How to protect switches against rogue DHCP servers?

Zyxel小編 Lucious
Zyxel小編 Lucious Posts: 277  Zyxel Employee
25 Answers First Comment Friend Collector Third Anniversary
edited May 2023 in Network Security

This example will instruct the administrator on how to configure the switch to protect the network from attackers sending false IP configurations to clients. DHCP Snooping blocks DHCP offers coming from an untrusted port. Untrusted ports are usually ports connected to office workstations or publicly accessible jacks.

Note:

All network IP addresses and subnet masks are used as examples in this article. Please replace them with your actual network IP addresses and subnet masks. All UI displayed in this article are taken from the XGS4600 series switch.


1. Configuration in the Switch

1-1. Access the Switch’s Web GUI.

1-2. Go to Advance Application > VLAN > VLAN Configuration > Static VLAN Setup. For this example, all traffic entering access ports are sent to VLAN 1. VLAN 1 should be fixed and untagged for all access ports. Click Add.

1-3. Go to Advance Application > VLAN > VLAN Configuration > VLAN Port Setup. Configure all access ports with PVID 1. Click Apply.

1-4. Go to Advance Application > IP Source Guard > IPv4 Source Guard Setup > DHCP Snooping > Configure. Check the Active box under DHCP Snooping Configure. Click Apply.

1-5. Go to Advance Application > IP Source Guard > IPv4 Source Guard Setup > DHCP Snooping > Configure > Port. Set all access ports as untrusted ports. Ports to the USG or other network components should be trusted ports. Click Apply.

1-6. Go to Advance Application > IP Source Guard > IPv4 Source Guard Setup > DHCP Snooping > Configure > VLAN. Input the Start VID and End VID. Make sure that the PVID of the access ports are included in this range. Click Apply.

1-7. After inputting the VID range, a list of VID should appear below. Select Yes for the access ports’ VLANs. Click Apply.


2. Test the Result

2-1. Connect the Rogue-DHCP on one of the access ports. Create the following DHCP Pool on the LAN interface:

Starting IP Address: 172.16.1.10

End IP Address: 172.16.1.20

2-2. Connect DHCP clients on the other access ports.
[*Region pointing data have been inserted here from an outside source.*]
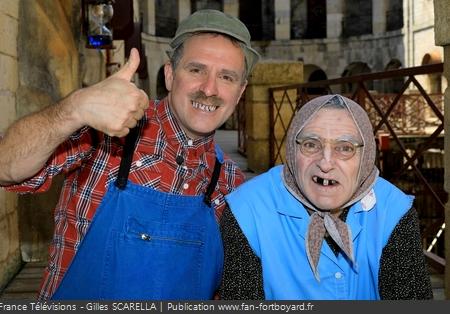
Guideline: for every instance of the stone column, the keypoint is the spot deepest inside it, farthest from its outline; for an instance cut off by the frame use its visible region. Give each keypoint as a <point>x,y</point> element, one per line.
<point>10,259</point>
<point>379,8</point>
<point>231,7</point>
<point>335,13</point>
<point>184,9</point>
<point>149,26</point>
<point>266,74</point>
<point>282,19</point>
<point>442,38</point>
The clients should only be receiving IP Addresses provided by the USG.


3. What Could Go Wrong

3-1. If the DHCP clients in the publicly accessible ports are using IP Addresses provided by the Rogue-DHCP:

3-1-1. Make sure that all ports connected to publicly accessible ports are an untrusted port in Advance Application > IP Source Guard > IPv4 Source Guard Setup > DHCP Snooping > Configure > Port.

3-1-2. Verify the PVID of the port to this DHCP client. Make sure that DHCP snooping is enabled for that VLAN in Advance Application > IP Source Guard > IPv4 Source Guard Setup > DHCP Snooping > Configure > VLAN.

3-2. If the DHCP clients in the publicly accessible ports are not able to receive IP Addresses provided by the real DHCP server:

3-2-1. Make sure that the port to the real DHCP is a trust port in Advance Application > IP Source Guard > IPv4 Source Guard Setup > DHCP Snooping > Configure > Port.

3-2-2. Make sure that both redundant ports are trusted ports in Advance Application > IP Source Guard > IPv4 Source Guard Setup > DHCP Snooping > Configure > Port when using a ring topology.